Return on equity or ROE is a key measure used to assess how efficiently a company's management is utilizing the company's capital. In short, ROE shows the profit each dollar generates with respect to its shareholder investments.

View our latest analysis for Happiest Minds Technologies

How Is ROE Calculated?

The formula for ROE is:

Return on Equity = Net Profit (from continuing operations) ÷ Shareholders' Equity

So, based on the above formula, the ROE for Happiest Minds Technologies is:

17% = ₹2.5b ÷ ₹15b (Based on the trailing twelve months to March 2024).

The 'return' is the yearly profit. So, this means that for every ₹1 of its shareholder's investments, the company generates a profit of ₹0.17.

What Has ROE Got To Do With Earnings Growth?

Thus far, we have learned that ROE measures how efficiently a company is generating its profits. Depending on how much of these profits the company reinvests or "retains", and how effectively it does so, we are then able to assess a company’s earnings growth potential. Generally speaking, other things being equal, firms with a high return on equity and profit retention, have a higher growth rate than firms that don’t share these attributes.

A Side By Side comparison of Happiest Minds Technologies' Earnings Growth And 17% ROE

To start with, Happiest Minds Technologies' ROE looks acceptable. Further, the company's ROE is similar to the industry average of 14%. Consequently, this likely laid the ground for the impressive net income growth of 26% seen over the past five years by Happiest Minds Technologies. We believe that there might also be other aspects that are positively influencing the company's earnings growth. For example, it is possible that the company's management has made some good strategic decisions, or that the company has a low payout ratio.

Next, on comparing Happiest Minds Technologies' net income growth with the industry, we found that the company's reported growth is similar to the industry average growth rate of 22% over the last few years.

past-earnings-growth
NSEI:HAPPSTMNDS Past Earnings Growth July 2nd 2024

Earnings growth is an important metric to consider when valuing a stock. It’s important for an investor to know whether the market has priced in the company's expected earnings growth (or decline). By doing so, they will have an idea if the stock is headed into clear blue waters or if swampy waters await. One good indicator of expected earnings growth is the P/E ratio which determines the price the market is willing to pay for a stock based on its earnings prospects. So, you may want to check if Happiest Minds Technologies is trading on a high P/E or a low P/E, relative to its industry.
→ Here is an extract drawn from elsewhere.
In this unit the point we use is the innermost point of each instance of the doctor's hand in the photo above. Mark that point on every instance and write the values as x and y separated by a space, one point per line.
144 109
Is Happiest Minds Technologies Using Its Retained Earnings Effectively?

Happiest Minds Technologies has a three-year median payout ratio of 31% (where it is retaining 69% of its income) which is not too low or not too high. This suggests that its dividend is well covered, and given the high growth we discussed above, it looks like Happiest Minds Technologies is reinvesting its earnings efficiently.

Moreover, Happiest Minds Technologies is determined to keep sharing its profits with shareholders which we infer from its long history of three years of paying a dividend. Our latest analyst data shows that the future payout ratio of the company over the next three years is expected to be approximately 36%. Regardless, the future ROE for Happiest Minds Technologies is predicted to rise to 20% despite there being not much change expected in its payout ratio.

Conclusion

Overall, we are quite pleased with Happiest Minds Technologies' performance. In particular, it's great to see that the company is investing heavily into its business and along with a high rate of return, that has resulted in a sizeable growth in its earnings. The latest industry analyst forecasts show that the company is expected to maintain its current growth rate. To know more about the latest analysts predictions for the company, check out this visualization of analyst forecasts for the company.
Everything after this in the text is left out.